Current Research Projects

  1. Geometry of gene cophylogenies as relates to genome evolution and speciation (Supported by NIH R01 grant.) See UK Statistical Phylogenetics Group site
    In this project, we are interested in two of the basic processes underlying speciation: mutation (in a rather broad sense) and genetic isolation. We are specifically interested in refining phylogenetic and phylogenomic methods to elucidate the history of these processes by analysis of macromolecular sequences. The basic innovations are (1) to develop methods for simultaneous derivation of gene trees (cophylogeny), to allow rigorous tests of their codivergence or deviation from codivergence while moving away from the mathematical assumption of independent evolution; and (2) to apply such methods to the large number of genes available from genome sequences, in order to better assess the history of speciation and genome evolution.
    Among the biologically important problems to which we will apply these methods are testing the evolutionary relationships (codivergence, orthology, etc.) of genes within a genotype (such as those coding for multimodular enzymes); and studying codivergence and coevolution in host-parasite relationships, including fungal endophytes of grasses.
    The data sets we are working with include house keeping genes from endophytes (Schardl's lab) and genes from salamanders (Weisrock's lab).
  2. Computing Markov subbases for contingency tables
    Diaconis-Sturmfels showed that a set of binomial generators of a toric ideal for a statistical model of discrete exponential families is equivalent to a Markov basis and initiated Markov chain Monte Carlo approach based on a Groebner basis computation for testing statistical fitting of the given model, many researchers have extensively studied the structure of Markov bases for models in computational algebraic statistics. Despite the computational advances, there are applied problems where one may never be able to compute a Markov basis. In general, the number of elements in a minimal Markov basis for a model can be exponentially many. Thus, it is important to compute a reduced number of moves which connect all tables instead of computing a Markov basis. In some cases, such as logistic regression, positive margins are shown to allow a set of Markov connecting moves that are much simpler than the full Markov basis. Thus, in this project we are interested in computing Markov subbases for contingency tables with assumption of positive margins.
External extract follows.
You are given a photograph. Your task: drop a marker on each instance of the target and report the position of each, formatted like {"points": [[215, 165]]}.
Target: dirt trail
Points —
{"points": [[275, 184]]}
  3. Genome-level resolution of species boundaries and phylogeny of the North American tiger salamander radiation (Supported by NSF).
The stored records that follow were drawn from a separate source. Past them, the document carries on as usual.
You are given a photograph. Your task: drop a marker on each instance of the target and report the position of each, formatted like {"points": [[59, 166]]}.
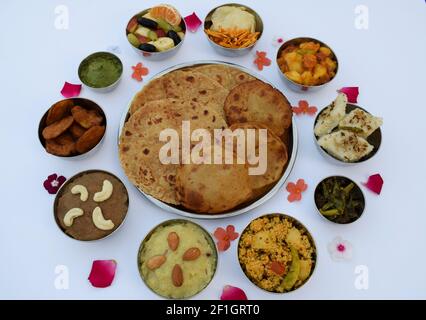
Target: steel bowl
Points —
{"points": [[233, 52], [86, 103], [108, 88], [167, 223], [347, 180], [297, 86], [299, 225], [157, 56], [250, 206], [61, 191], [375, 139]]}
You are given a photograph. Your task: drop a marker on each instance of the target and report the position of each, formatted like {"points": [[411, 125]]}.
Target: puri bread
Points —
{"points": [[256, 101], [276, 160], [140, 145], [226, 76], [212, 188]]}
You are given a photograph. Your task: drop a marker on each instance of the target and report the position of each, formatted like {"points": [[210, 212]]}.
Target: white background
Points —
{"points": [[387, 62]]}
    Tiger salamanders are used in a range of biological and biomedical research, with much emphasis placed on one species, the Mexican Axolotl, due to ease of rearing and experimental manipulation. However, it is just one of a diverse radiation of tiger salamanders. Collectively, they can serve as a model system for research ranging from speciation to regeneration, but little is known about how many species exist and their evolutionary relationships. This research will leverage new DNA sequencing technologies and existing genome resources to provide a comprehensive assessment of species diversity across North America and place them into a comparative evolutionary framework. Concurrently, there will be development of new statistical tools to identify genes uniquely influenced by idiosyncratic factors, such as natural selection.
    This research forges strong links between statistical and biological research programs, an increasingly important form of collaboration as Biology moves further towards genomics. Support will be provided at postdoctoral and graduate levels and persons employed by this grant will be integrated into a multidisciplinary research program. This work will result in one of the largest population genomic data sets for a naturally distributed organism and will help guide the way for future integrations of genomics into evolutionary biology.